Tuesday, July 29, 2008

India, and Pakistan's Control Problems

The Pakistani civilian government is weak. It has the support of most people, but not the support of many of Pakistan's hardline military forces, and not the peace with militants in its country that it has hoped to gain. It would surely like ot have the overwhelming force to deal with its militants, but it doesn't.

One of these reasons is India. Pakistan and India have been enemies since 1947, during the first of three wars of Independence. They have quarreled over Kashmir for decades, and a ceasefire was enacted in 2003. Nonetheless, each side has had to keep large military forces on their borders, more concerned with each other than the movements of potential militants through the sparsely-populated region.

This has escalated the India problem. Bombs in Bangalore and Ahmedabad are being blamed on Pakistani militant groups, and unexploded bombs were found in Surat of similar type. If more bombs begin to rip through Indian cities, the Indian government will face growing pressures and mandates to act--but the problem lies within Pakistan's borders.

A bomb in Kabul's Indian Embassy is being blamed on the Pakistani Intelligence Service--indicating that the Pakistani government still does not have control of its military.

Furthermore, and most worryingly for the Pakistani civilian government: A twelve-hour gun battle between Indian and Pakistani troops erupted along the Line of Control in Kashmir. A few men died on each side, and it seems relatively small, in comparison to many of the other issues surrounding Pakistan, but hard-line elements in Pakistan may take this as a sign that they need to launch attacks. All this is sign to the Indians that they must beef up their border security even more--which means even more troops that could be used in counter-terror missions in Pakistan must be used to defend from India. A security spiral is forming--each side, seeing a threat in border instability, is arming itself, and in doing so, making the other side less secure.

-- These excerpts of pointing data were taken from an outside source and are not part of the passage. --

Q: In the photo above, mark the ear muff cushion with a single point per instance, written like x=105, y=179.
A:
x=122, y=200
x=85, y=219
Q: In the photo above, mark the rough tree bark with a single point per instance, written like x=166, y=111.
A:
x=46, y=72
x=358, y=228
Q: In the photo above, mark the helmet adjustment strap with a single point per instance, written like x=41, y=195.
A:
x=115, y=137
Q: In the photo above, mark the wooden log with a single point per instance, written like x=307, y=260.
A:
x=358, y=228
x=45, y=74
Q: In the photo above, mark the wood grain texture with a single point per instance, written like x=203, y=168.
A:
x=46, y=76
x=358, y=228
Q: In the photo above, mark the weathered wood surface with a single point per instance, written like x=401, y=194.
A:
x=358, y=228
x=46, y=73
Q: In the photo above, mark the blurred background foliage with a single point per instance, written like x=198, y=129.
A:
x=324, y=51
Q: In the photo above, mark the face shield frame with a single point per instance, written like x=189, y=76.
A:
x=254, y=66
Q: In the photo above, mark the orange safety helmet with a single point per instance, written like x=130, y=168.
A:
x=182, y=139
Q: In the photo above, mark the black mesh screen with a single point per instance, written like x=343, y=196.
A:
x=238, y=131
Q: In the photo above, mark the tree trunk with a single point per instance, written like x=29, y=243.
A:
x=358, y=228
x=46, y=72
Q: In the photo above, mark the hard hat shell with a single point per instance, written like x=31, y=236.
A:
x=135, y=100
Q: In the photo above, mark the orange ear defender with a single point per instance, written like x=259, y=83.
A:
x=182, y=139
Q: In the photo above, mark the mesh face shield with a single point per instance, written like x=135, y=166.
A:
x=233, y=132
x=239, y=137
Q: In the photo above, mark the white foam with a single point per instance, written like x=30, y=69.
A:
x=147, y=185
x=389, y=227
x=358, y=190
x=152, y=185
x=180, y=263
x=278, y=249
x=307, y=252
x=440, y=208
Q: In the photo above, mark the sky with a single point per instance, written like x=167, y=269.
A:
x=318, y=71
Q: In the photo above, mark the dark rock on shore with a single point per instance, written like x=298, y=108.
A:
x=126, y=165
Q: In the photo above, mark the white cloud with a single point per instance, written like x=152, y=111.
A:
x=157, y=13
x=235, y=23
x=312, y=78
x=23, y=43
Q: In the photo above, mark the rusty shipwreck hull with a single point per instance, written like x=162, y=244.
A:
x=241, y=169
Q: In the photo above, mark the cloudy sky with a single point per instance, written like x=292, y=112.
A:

But Pakistan has more problems from India than simply a forced shift in military resources. India is now starting to face some of the dilemma that Afghanistan has faced--if it leaves Pakistan alone, it will continue to be attacked by militants (or in India's case, even Pakistani regulars) from inside Pakistan's borders. If the Pakistani civilian military cannot control its own military, on top of not being able to stop militants, then diplomacy becomes useless. No amount of agreement with a head of state can fix a problem that he has no control over. And militants and hard-line military units don't care for diplomacy, they quite like the situation they have now.

If Pakistani-caused problems in India and Afghanistan persist, it will be very tempting for Singh and Karzai to be convinced by the Bush administration that the best option will be to send troops into Pakistan to deal. More interestingly, the weak civilian government still has a pro-Bush wild card in their midst--if the Bush administration tells Musharraf that his only chance at not losing power is to rally troops loyal to him in a NATO/Indian/Afghan alliance to drive out anyone standing between the alliance and the end of Pakistani militants, then war in Pakistan would look like the best option.

Nobody is rattling too many sabres. But when sabres are being rattled, it's a warning. Who is there to warn in Pakistan? Would threat of invasion make the hard-liners and militants any less aggressive? Certainly not. Would it give the weak civilian government more power to act? No. It would only warn them that such an invasion might be coming, which can do nothing but make that possible invasion harder--it cannot be used as a diplomatic chip.

That is the most frustrating realization in Pakistan, and maybe the reason Gilani was willing to visit Bush in DC--because he knew that he had no choice but to show he had some sort of control over his country, or else the largest military alliance in the world might decide that dealing with him is a complete waste of time. Nobody is seriously considering invasion yet, but the conditions are becoming such that the Global War on Terror coalition may have no other good options left. And if this invasion does happen, it will be the first ever invasion of an openly nuclear state. NATO uncertainty over whose finger is on the nuclear trigger in Pakistan may be the only thing between Gilani and a nightmare.